Cross-cultural differences in susceptibility to the vertical–horizontal illusion have been noted. People from Western cultures and people living in urban landscapes show more susceptibility than those living in eastern or open landscapes.

==Types of vertical–horizontal illusions==
There are several different configurations of the vertical–horizontal illusion. The three configurations which seem to produce the highest illusion magnitude are the L configuration, the plus (+) configuration, and the inverted-T configuration. Of these three, the inverted-T configuration produces the highest illusion magnitude. When the bisecting line of the T illusion is configured horizontally, the illusion magnitude is lowered. However, when the bisecting line of the T illusion is configured vertically, the illusion magnitude is higher.

==Development==
A gradual decrease in error of vertical–horizontal illusions occur as participants age increases from eight to fourteen years. Gough and Meschieri attribute this decrease in error to the child's improved ability to detect and de-center their attention in a visual display, i.e. position their body differently to gain other perspectives. Children who showed greater personal independence, verbal articulation, and visual scanning ability were more effective and resourceful in their ability to gauge vertical–horizontal illusions.

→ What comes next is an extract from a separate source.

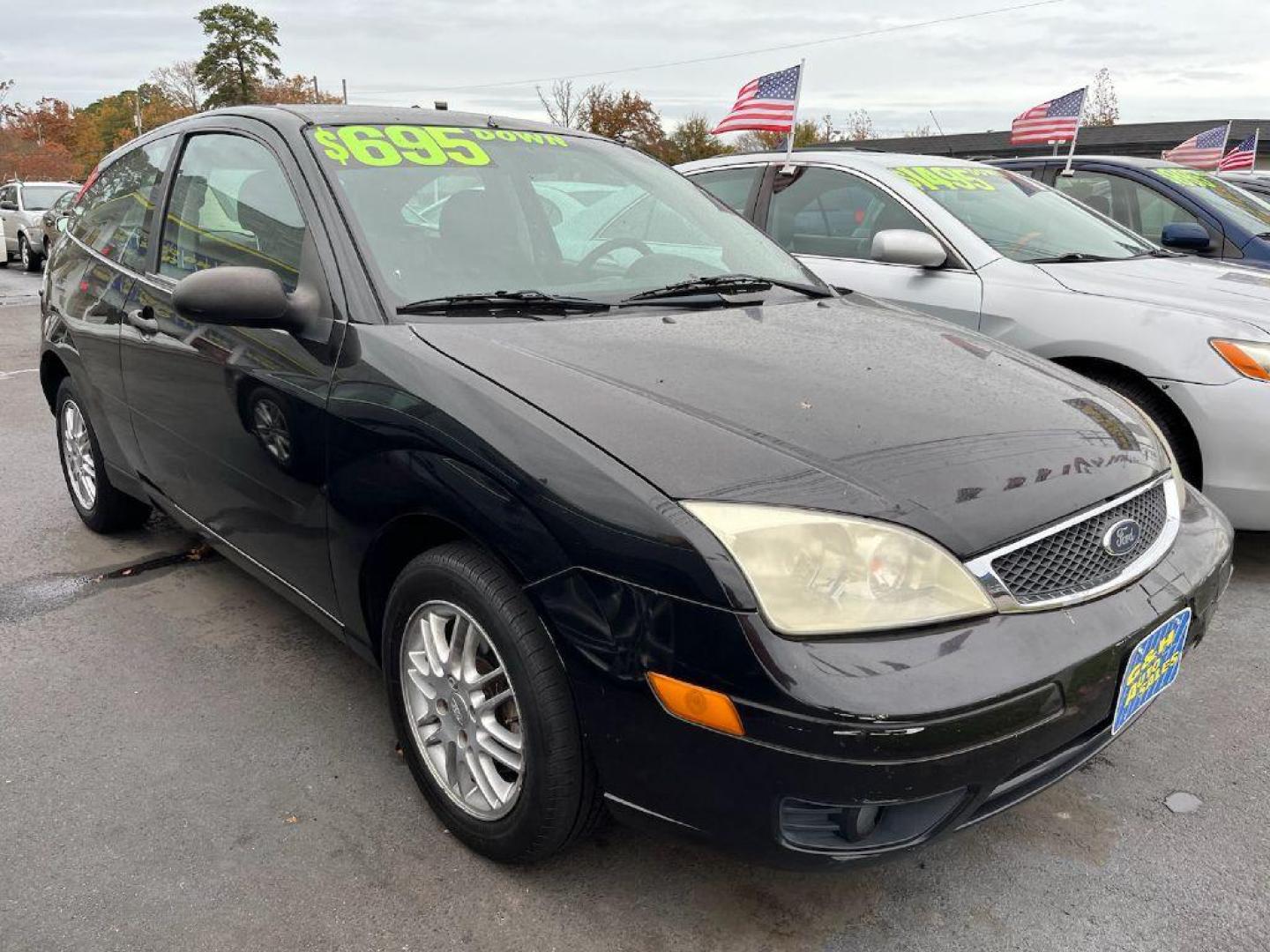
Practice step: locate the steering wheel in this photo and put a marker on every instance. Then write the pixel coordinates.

==Cross-cultural differences==
Cross-cultural differences in susceptibility to the vertical–horizontal illusion have been noted in several studies. People living in developed urban cities show greater susceptibility than people living in rural areas. An explanation could be that those in rural areas are more accustomed to living in round houses on flat plains, or scrubland. Rural inhabitants have more exposure to distance and living on plains than people living in highly developed, commercialized cultures. However, differences in the strength of the vertical-horizontal illusion or the related Müller-Lyer illusion for these groups are inconsistent at best.

==Hemispheric neglect==
Participants with hemispatial neglect had increased difficulty perceiving the equality of the lines on the vertical–horizontal illusion, in comparison with those in the control group. Montalembert's study, among others, gives claim to the notion that we perceive these types of illusions utilizing the left hemisphere of our brain.

==Gender differences==
Gender differences have been found with regards to vertical–horizontal illusions. Rasmjou's 1998 study found men to outperform women in perceiving the vertical–horizontal illusion. The results of this variation could be from hemispheric asymmetries, and/or biological differences between men's and women's brains. Although women were found to have a higher illusion magnitude on vertical–horizontal illusion tasks, this does not mean men are better judges of distance than women, as there has been minimal research on this topic. Additional research is needed to draw a significant relationship between illusion magnitude and real-world tasks. These differences could also be due to social learning differences between men and women.

==Functional applications==
Functional applications of vertical–horizontal illusion exist. Elliot et al. studied the effects of the horizontal and vertical illusion, and how the perceived illusion can influence visuo-motor coordination, i.e. motor activity dependent on sight. The study specifically focused on how the perceived height of a step, manipulated by the vertical and horizontal illusion, influenced stepping strategy as shown in toe elevation during step clearance. Their results showed an increased toe elevation in conditions where an illusion was perceived, leading them to conclude that there was a correlation between visual illusion and visuo-motor coordination. This can be implemented in the real world by developing better safety strategies in places such as nursing homes.